Namun, dari gedung baru ini jamaah tidak dapat melihat Ka’bah. Mengenai hal ini, pernah seseorang bercerita kepada saya bahwa ada orang yang sudah sampai ke Masjidil Haram, tetapi tidak melihat Ka’bah sama sekali. Barangkali ia hanya berada di area gedung baru ini tanpa menyadari posisinya terhadap pusat kiblat.

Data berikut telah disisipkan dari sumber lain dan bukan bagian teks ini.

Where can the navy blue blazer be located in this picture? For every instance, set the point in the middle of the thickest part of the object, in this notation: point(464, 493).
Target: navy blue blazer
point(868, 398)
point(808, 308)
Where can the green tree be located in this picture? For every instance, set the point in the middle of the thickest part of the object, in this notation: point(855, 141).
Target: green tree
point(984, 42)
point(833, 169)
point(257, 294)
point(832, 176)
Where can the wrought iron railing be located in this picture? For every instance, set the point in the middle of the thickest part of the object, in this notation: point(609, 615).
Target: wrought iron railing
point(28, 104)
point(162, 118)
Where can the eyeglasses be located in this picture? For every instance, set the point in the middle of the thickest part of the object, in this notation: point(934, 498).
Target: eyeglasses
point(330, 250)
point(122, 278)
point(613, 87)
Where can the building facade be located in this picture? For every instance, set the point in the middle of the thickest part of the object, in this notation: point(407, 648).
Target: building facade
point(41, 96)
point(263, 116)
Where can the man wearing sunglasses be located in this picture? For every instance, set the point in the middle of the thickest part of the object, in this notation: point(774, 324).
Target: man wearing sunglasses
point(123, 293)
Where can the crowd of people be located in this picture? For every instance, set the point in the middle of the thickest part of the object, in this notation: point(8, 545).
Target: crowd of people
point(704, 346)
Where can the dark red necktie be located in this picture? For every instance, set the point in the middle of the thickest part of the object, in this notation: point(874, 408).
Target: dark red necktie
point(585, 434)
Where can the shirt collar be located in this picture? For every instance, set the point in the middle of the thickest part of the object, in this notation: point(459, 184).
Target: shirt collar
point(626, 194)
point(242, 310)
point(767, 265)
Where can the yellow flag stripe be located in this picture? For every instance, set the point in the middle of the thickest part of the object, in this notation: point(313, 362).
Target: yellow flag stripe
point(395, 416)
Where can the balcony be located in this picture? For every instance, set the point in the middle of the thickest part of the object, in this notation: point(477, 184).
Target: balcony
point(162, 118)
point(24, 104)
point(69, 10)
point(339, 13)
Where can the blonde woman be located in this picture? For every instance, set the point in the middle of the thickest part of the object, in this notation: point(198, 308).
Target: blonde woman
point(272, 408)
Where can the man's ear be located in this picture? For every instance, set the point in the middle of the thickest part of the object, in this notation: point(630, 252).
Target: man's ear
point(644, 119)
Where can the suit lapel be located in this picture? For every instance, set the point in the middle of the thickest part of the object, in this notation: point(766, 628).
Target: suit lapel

Kami tiba di masjid sekitar pukul 09.00. Saat itu, sudah banyak jamaah yang datang untuk menunaikan salat Jumat. Artinya, masih ada waktu sekitar tiga jam menunggu sebelum waktu salat tiba. Itu dilakukan agar mendapat tempat di dalam masjid. Saya kira selama 3 jam itu barangkali para jamaah memang meniatkan diri untuk beriktikaf, mengisinya dengan salat duha, zikir, dan membaca Al-Qur’an. Beberapa orang terlihat berbaring, mungkin karena kelelahan atau mengantuk berat.
Di dalam masjid terdapat bagian-bagian yang digelar karpet. Bagi jamaah yang tidak mendapatkan tempat berkarpet, bisa menggunakan lantai marmer sebagai alas salat. Di bagian ini, sebaiknya menggunakan sajadah atau alas pribadi, karena ternyata alas kaki tidak harus dilepas saat memasuki masjid. Artinya, di sekitar jamaah akan tampak bungkusan berisi sandal atau sepatu.
Sesekali saya berdiri untuk melenturkan tubuh yang telah lama duduk. Selain rak marmer untuk Al-Qur’an, tersedia pula kran air zamzam lengkap dengan gelas plastik untuk jamaah yang haus. Kelebihan lain dari gedung baru ini adalah tersedianya tempat wudu yang relatif dekat, tidak seperti di bangunan lama yang harus berjalan cukup jauh.
Pelaksanaan salat Jumat di Masjidil Haram diawali dengan dua azan. Setelah azan kedua, khotbah Jumat langsung disampaikan oleh khatib. Tidak ada peringatan khusus agar diam selama khutbah, juga sebelum azan tidak ada pengumuman mengenai siapa muazin, khatib, atau imam. Khotbah disampaikan dalam bahasa Arab dan tidak berlangsung terlalu lama. Pada rakaat pertama, setelah Al-Fatihah, imam membaca Surat At-Tin, dan pada rakaat kedua, Surat Al-Quraisy.
Demikianlah pengalaman kami salat Jumat di gedung baru Masjidil Haram. Sambil menunggu, saya menyempatkan diri mengamati kemegahan bangunan yang luar biasa ini.
Begitulah. Perjalanan spiritual itu tak selalu mesti ditempuh dengan kemudahan. Kadang kita harus berjalan kaki, menunggu lama, atau bahkan salat tanpa melihat Ka’bah secara langsung. Namun justru di situlah makna ibadah: kesungguhan, pengorbanan, dan ketulusan.